Lua criava, com muita dedicação, os cinco gatinhos restantes; era um exemplo de mãe amorosa e cuidadosa. Quando os filhotes completaram dois meses, sem condições de abrigar tantos animais, distribuímo-los entre parentes e vizinhos. Ficamos somente com Lua, triste com a ausência dos filhos, e com o mistério, ainda não diluído, do desaparecimento. Poucos dias depois, Lua parecia conformada. Eu e Eva já não procurávamos respostas, pouco lembrávamos do assunto. Porém, seis meses mais tarde, todo o clima de mistério voltou a se instalar. Lua pariu sua segunda ninhada, desta vez com sete gatos. Com poucos dias de vida, um dos gatinhos desapareceu misteriosamente. A exemplo do anterior, nenhum vestígio deixou que ajudasse a esclarecer seu sumiço, nenhuma pista, nada que levasse ao seu paradeiro. Ficamos realmente confusos e desapontados com a nossa falta de capacidade de entender o que estava acontecendo.

Porém, como disse anteriormente, tudo tem uma explicação. O fato ficou claramente explicitado dias depois. Eu estava na mesa, para o café da manhã, quando fui surpreendido por um grito de horror. Um grito daqueles que ouvimos em filmes de terror quando a mocinha vê o monstro. E foi com essa cara que vi Eva entrar correndo na cozinha: cara de quem viu um monstro pavoroso. Saltei assustado da cadeira sem entender o que estava acontecendo. Eva gritava para mim:

— Vai ver! Vai ver, no quintal, que coisa horrível! Naquele momento, confesso que fiquei com medo de ir olhar, mas não poderia desapontar minha esposa, demonstrando temor; precisava honrar minha condição de homem; temeroso, é verdade, mas homem. Peguei, instintivamente, uma grande faca e parti cauteloso para o quintal; olhava atentamente para todos os lados. Fiquei horrorizado ao olhar para o chão e ver, entre manchas de sangue, pequenas patas, cabeça e partes do abdome de um filhote esquartejado. Vendo a vítima, restava-me descobrir o assassino de felinos. Para minha surpresa, encontrei não o assassino, mas a assassina: Lua. Foi difícil acreditar, mas a responsável pelo desaparecimento dos filhotes era a própria mãe. Mãe carinhosa, amorosa e dedicada que, num momento de loucura, devorava os próprios filhos. Presenciei, com grande mal estar, o momento em que ela, com o focinho encharcado de sangue, triturava, entre os dentes, uma das patinhas do filhote. Fiquei com essa imagem na cabeça por vários dias. Eva, após a visão daquele gatinho em pedaços, ficou super zangada com Lua; não queria sequer olhar para ela.

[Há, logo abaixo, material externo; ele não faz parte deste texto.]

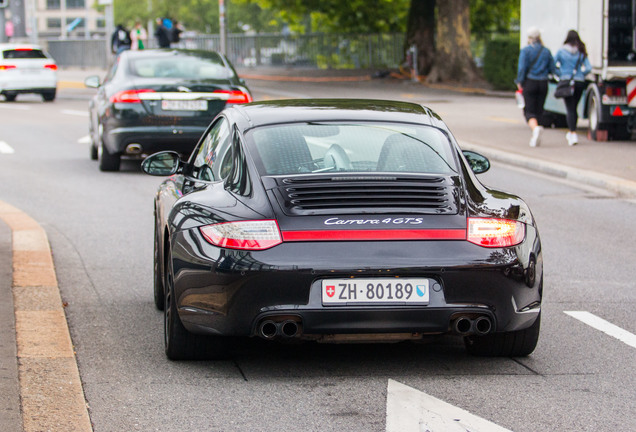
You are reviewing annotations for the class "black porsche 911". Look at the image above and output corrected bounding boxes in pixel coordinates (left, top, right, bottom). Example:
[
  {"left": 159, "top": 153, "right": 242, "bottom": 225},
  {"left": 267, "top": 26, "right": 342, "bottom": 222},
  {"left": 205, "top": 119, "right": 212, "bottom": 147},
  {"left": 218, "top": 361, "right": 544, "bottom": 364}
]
[
  {"left": 84, "top": 49, "right": 252, "bottom": 171},
  {"left": 142, "top": 99, "right": 543, "bottom": 359}
]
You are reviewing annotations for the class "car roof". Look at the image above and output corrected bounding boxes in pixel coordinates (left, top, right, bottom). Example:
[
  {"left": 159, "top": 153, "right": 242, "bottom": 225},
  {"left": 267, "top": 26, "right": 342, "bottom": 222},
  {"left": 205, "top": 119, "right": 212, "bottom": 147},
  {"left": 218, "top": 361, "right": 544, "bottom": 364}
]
[
  {"left": 119, "top": 48, "right": 223, "bottom": 58},
  {"left": 0, "top": 43, "right": 42, "bottom": 51},
  {"left": 228, "top": 99, "right": 448, "bottom": 130}
]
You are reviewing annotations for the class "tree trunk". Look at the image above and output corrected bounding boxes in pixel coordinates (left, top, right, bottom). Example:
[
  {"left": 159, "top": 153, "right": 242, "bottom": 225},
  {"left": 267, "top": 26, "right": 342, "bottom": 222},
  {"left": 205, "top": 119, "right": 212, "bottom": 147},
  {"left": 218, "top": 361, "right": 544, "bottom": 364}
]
[
  {"left": 427, "top": 0, "right": 481, "bottom": 83},
  {"left": 404, "top": 0, "right": 435, "bottom": 75}
]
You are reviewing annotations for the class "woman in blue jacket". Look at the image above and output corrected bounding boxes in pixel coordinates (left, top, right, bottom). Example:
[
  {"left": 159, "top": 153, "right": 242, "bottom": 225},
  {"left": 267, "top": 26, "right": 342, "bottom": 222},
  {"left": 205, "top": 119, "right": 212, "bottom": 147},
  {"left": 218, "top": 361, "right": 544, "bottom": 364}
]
[
  {"left": 555, "top": 30, "right": 592, "bottom": 146},
  {"left": 515, "top": 27, "right": 556, "bottom": 147}
]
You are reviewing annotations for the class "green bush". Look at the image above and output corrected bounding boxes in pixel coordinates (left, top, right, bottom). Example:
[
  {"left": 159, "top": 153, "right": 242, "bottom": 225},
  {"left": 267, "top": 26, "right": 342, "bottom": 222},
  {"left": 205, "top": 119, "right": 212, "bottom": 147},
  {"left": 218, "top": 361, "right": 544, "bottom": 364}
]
[{"left": 484, "top": 36, "right": 519, "bottom": 90}]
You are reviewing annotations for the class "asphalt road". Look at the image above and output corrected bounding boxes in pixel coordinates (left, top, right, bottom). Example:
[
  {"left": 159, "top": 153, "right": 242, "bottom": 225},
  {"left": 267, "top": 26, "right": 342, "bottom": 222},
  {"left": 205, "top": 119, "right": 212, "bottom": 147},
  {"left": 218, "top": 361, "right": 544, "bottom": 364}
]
[{"left": 0, "top": 82, "right": 636, "bottom": 432}]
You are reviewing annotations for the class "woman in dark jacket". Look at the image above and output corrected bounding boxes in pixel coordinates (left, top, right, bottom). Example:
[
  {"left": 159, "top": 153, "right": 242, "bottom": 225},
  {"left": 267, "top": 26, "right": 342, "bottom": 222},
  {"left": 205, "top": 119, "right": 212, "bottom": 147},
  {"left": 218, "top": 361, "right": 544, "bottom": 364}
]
[{"left": 515, "top": 27, "right": 556, "bottom": 147}]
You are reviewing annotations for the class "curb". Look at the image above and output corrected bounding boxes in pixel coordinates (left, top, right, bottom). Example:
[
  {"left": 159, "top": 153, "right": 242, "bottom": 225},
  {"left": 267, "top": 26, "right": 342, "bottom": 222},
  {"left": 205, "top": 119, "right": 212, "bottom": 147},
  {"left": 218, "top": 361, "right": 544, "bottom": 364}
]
[
  {"left": 0, "top": 201, "right": 93, "bottom": 432},
  {"left": 460, "top": 141, "right": 636, "bottom": 198}
]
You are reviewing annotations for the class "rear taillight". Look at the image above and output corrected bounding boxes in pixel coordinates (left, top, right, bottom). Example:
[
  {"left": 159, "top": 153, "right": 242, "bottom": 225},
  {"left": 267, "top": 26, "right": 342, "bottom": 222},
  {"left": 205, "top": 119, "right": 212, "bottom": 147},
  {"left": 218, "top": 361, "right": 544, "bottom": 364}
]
[
  {"left": 214, "top": 90, "right": 252, "bottom": 103},
  {"left": 199, "top": 220, "right": 283, "bottom": 250},
  {"left": 605, "top": 86, "right": 625, "bottom": 96},
  {"left": 468, "top": 218, "right": 526, "bottom": 247}
]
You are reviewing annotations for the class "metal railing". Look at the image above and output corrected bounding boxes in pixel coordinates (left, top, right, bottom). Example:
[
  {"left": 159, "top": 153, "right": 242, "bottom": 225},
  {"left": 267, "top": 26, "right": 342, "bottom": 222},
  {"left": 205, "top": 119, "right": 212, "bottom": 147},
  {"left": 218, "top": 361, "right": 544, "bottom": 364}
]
[{"left": 43, "top": 33, "right": 404, "bottom": 69}]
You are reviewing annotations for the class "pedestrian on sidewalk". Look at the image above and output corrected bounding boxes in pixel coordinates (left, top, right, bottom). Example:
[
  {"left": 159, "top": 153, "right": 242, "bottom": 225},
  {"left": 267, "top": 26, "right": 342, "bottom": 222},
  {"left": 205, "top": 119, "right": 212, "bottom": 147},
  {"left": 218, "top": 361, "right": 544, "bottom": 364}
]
[
  {"left": 110, "top": 24, "right": 132, "bottom": 55},
  {"left": 515, "top": 27, "right": 556, "bottom": 147},
  {"left": 130, "top": 20, "right": 148, "bottom": 50},
  {"left": 155, "top": 18, "right": 170, "bottom": 48},
  {"left": 554, "top": 30, "right": 592, "bottom": 146}
]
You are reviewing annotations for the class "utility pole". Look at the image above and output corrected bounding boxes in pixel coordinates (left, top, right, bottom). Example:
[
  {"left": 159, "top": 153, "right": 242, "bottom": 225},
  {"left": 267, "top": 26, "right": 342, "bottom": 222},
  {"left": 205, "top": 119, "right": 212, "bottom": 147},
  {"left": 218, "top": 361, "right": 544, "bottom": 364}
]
[
  {"left": 0, "top": 0, "right": 9, "bottom": 42},
  {"left": 219, "top": 0, "right": 225, "bottom": 55}
]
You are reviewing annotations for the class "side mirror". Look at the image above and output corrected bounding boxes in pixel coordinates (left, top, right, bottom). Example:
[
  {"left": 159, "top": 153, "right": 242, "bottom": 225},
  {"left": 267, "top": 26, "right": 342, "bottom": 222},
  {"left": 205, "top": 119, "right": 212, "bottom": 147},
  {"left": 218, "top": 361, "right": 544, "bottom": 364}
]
[
  {"left": 84, "top": 75, "right": 101, "bottom": 88},
  {"left": 141, "top": 151, "right": 181, "bottom": 176},
  {"left": 462, "top": 150, "right": 490, "bottom": 174}
]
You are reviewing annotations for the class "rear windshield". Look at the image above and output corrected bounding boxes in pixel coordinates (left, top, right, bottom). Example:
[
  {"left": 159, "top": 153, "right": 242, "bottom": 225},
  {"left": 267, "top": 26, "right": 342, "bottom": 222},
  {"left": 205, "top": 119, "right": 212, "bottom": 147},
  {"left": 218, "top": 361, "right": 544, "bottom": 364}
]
[
  {"left": 249, "top": 122, "right": 457, "bottom": 175},
  {"left": 129, "top": 55, "right": 233, "bottom": 79},
  {"left": 2, "top": 48, "right": 47, "bottom": 59}
]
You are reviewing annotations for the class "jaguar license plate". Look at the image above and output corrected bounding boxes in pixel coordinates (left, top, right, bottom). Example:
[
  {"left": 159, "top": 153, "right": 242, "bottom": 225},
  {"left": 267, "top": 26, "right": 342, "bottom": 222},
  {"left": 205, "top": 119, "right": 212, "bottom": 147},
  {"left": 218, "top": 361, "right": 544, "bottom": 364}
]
[
  {"left": 322, "top": 278, "right": 429, "bottom": 306},
  {"left": 161, "top": 100, "right": 208, "bottom": 111}
]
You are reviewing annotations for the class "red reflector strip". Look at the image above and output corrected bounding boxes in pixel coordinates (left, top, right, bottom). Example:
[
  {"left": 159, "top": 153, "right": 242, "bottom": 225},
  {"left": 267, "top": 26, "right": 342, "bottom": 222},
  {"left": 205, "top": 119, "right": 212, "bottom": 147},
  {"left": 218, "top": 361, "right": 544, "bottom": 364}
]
[
  {"left": 612, "top": 106, "right": 623, "bottom": 117},
  {"left": 282, "top": 229, "right": 466, "bottom": 242}
]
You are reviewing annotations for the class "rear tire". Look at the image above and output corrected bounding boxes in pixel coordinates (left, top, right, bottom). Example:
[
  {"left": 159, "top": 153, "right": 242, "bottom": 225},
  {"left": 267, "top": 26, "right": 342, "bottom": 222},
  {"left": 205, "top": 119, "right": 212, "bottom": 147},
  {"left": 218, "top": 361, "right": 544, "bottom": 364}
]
[
  {"left": 163, "top": 251, "right": 229, "bottom": 360},
  {"left": 90, "top": 143, "right": 99, "bottom": 160},
  {"left": 98, "top": 143, "right": 121, "bottom": 171},
  {"left": 42, "top": 90, "right": 56, "bottom": 102},
  {"left": 464, "top": 312, "right": 541, "bottom": 357},
  {"left": 153, "top": 220, "right": 166, "bottom": 310}
]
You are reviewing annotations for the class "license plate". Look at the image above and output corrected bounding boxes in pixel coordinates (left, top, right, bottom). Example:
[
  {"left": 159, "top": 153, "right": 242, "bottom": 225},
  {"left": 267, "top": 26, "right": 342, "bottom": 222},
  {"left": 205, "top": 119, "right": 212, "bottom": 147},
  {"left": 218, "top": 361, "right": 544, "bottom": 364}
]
[
  {"left": 161, "top": 100, "right": 208, "bottom": 111},
  {"left": 322, "top": 278, "right": 429, "bottom": 305}
]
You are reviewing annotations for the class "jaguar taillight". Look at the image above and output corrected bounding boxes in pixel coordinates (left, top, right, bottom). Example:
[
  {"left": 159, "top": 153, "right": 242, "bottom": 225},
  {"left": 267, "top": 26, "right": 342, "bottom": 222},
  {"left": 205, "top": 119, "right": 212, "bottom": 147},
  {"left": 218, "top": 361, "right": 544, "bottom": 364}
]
[
  {"left": 467, "top": 218, "right": 526, "bottom": 247},
  {"left": 214, "top": 90, "right": 252, "bottom": 103},
  {"left": 199, "top": 220, "right": 283, "bottom": 250}
]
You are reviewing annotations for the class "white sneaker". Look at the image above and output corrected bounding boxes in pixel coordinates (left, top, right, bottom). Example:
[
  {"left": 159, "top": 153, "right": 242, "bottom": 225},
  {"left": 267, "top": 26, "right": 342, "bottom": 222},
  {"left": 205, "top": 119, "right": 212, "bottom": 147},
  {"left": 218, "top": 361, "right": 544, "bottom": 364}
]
[
  {"left": 530, "top": 126, "right": 543, "bottom": 147},
  {"left": 565, "top": 132, "right": 579, "bottom": 146}
]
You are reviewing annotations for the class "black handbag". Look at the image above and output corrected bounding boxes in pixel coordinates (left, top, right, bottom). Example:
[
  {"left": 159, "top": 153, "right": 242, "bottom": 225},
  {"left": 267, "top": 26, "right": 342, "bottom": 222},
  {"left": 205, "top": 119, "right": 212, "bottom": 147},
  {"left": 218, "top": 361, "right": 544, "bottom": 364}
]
[
  {"left": 554, "top": 78, "right": 574, "bottom": 99},
  {"left": 554, "top": 54, "right": 581, "bottom": 99}
]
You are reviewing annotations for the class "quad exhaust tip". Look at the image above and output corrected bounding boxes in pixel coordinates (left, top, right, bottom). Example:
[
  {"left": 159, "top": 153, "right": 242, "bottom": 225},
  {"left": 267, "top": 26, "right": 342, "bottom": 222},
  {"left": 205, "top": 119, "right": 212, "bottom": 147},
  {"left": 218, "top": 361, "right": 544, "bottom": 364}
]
[
  {"left": 126, "top": 143, "right": 144, "bottom": 155},
  {"left": 258, "top": 319, "right": 300, "bottom": 340},
  {"left": 451, "top": 316, "right": 492, "bottom": 336}
]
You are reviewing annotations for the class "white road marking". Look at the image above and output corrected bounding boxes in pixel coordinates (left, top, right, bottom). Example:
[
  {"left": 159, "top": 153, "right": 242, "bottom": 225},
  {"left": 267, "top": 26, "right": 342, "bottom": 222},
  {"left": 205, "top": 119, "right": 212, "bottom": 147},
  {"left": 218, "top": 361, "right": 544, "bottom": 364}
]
[
  {"left": 564, "top": 311, "right": 636, "bottom": 348},
  {"left": 0, "top": 141, "right": 15, "bottom": 154},
  {"left": 0, "top": 103, "right": 31, "bottom": 111},
  {"left": 386, "top": 380, "right": 510, "bottom": 432},
  {"left": 61, "top": 110, "right": 88, "bottom": 117}
]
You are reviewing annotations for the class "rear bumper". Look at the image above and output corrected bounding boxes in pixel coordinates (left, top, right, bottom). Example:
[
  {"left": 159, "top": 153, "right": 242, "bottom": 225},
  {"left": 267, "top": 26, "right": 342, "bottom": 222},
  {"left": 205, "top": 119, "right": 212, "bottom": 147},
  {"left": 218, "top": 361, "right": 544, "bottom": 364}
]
[
  {"left": 173, "top": 229, "right": 542, "bottom": 338},
  {"left": 104, "top": 126, "right": 206, "bottom": 155}
]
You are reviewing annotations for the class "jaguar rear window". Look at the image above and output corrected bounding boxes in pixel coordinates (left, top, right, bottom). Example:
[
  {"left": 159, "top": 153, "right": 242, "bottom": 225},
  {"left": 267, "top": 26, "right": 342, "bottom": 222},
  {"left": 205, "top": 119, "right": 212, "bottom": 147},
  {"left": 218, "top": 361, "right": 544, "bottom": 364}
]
[{"left": 2, "top": 48, "right": 47, "bottom": 59}]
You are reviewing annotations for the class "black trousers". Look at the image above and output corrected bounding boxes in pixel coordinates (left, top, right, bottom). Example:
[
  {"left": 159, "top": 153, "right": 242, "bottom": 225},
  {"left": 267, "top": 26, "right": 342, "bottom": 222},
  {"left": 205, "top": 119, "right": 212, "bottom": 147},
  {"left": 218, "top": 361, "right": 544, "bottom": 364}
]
[
  {"left": 563, "top": 81, "right": 587, "bottom": 132},
  {"left": 523, "top": 78, "right": 548, "bottom": 122}
]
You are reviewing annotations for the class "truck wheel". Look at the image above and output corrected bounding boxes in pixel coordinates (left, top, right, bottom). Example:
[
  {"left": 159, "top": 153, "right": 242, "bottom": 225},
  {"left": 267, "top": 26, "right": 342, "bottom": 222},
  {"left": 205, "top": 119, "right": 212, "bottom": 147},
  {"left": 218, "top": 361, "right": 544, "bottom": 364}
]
[{"left": 587, "top": 93, "right": 609, "bottom": 141}]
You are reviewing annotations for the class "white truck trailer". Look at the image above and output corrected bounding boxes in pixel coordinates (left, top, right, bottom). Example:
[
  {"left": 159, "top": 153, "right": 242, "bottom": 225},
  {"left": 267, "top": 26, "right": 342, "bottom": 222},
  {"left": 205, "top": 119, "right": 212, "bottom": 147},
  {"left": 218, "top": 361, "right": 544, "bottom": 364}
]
[{"left": 521, "top": 0, "right": 636, "bottom": 141}]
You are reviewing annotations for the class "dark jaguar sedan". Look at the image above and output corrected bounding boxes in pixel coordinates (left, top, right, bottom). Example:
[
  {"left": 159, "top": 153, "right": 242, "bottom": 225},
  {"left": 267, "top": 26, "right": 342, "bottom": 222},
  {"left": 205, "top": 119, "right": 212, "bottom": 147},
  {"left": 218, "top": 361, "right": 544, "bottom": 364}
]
[
  {"left": 85, "top": 49, "right": 252, "bottom": 171},
  {"left": 142, "top": 100, "right": 543, "bottom": 359}
]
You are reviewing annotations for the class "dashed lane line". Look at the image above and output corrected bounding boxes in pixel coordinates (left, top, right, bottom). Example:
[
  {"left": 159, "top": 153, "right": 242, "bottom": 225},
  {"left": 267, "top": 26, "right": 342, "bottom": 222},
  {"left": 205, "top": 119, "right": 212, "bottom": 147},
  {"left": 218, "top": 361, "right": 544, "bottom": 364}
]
[
  {"left": 61, "top": 110, "right": 88, "bottom": 117},
  {"left": 564, "top": 311, "right": 636, "bottom": 348},
  {"left": 386, "top": 380, "right": 510, "bottom": 432},
  {"left": 0, "top": 141, "right": 15, "bottom": 154},
  {"left": 0, "top": 103, "right": 31, "bottom": 111},
  {"left": 0, "top": 201, "right": 93, "bottom": 432}
]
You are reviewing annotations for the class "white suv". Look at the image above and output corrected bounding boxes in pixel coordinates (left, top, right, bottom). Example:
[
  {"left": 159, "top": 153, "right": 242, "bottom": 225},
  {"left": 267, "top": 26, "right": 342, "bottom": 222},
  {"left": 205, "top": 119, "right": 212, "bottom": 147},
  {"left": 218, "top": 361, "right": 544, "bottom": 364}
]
[{"left": 0, "top": 43, "right": 57, "bottom": 102}]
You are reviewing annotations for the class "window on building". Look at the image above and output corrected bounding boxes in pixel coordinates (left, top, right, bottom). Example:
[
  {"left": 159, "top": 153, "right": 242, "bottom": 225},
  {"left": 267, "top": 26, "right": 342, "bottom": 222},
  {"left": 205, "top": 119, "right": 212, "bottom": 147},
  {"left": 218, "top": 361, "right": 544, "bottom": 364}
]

Ignorância. Sim, a ignorância; a mãe de todos os mistérios. Fui procurar nos livros, como sempre foi costume meu, a explicação para o comportamento nefasto de Lua. Após alguns dias de pesquisa, encontrei a chave libertadora, aquela que abriria a porta de saída da ignorância, que traria a luz, tiraria a venda dos olhos, deixando enxergar a mais natural das verdades. A sábia natureza embuti nos seres que cria mecanismos que, por mais cruéis ou estranhos que pareçam, servem simplesmente à preservação das espécies. Segundo o que li, num livro de Biologia, é comum entre os mamíferos que, não tendo alimento suficiente para nutrir todos os filhotes, a própria mãe elimine alguns da ninhada, com o simples intuito de salvar os demais. Sendo assim, olhando claramente, sem o véu da ignorância a cobrir os olhos, Lua não havia eliminado dois dos sete filhos, mas dado condição de vida a cinco deles. De alguma forma, ela parecia saber o número exato de filhotes que suportaria criar. Na primeira ninhada de seis gatos, curiosamente, eliminou um; na segunda, de sete, eliminou dois, ficando sempre com cinco gatinhos. O conhecimento matemático de Lua ficaria flagrante quando, meses depois, nascia sua terceira ninhada. Nasceram exatamente cinco gatos, dos quais nenhum foi por ela eliminado. Eu e Eva, livres da ignorância em relação a Lua e seu ato inocentemente natural, continuamos a criá-la com todo o carinho e atenção de antes.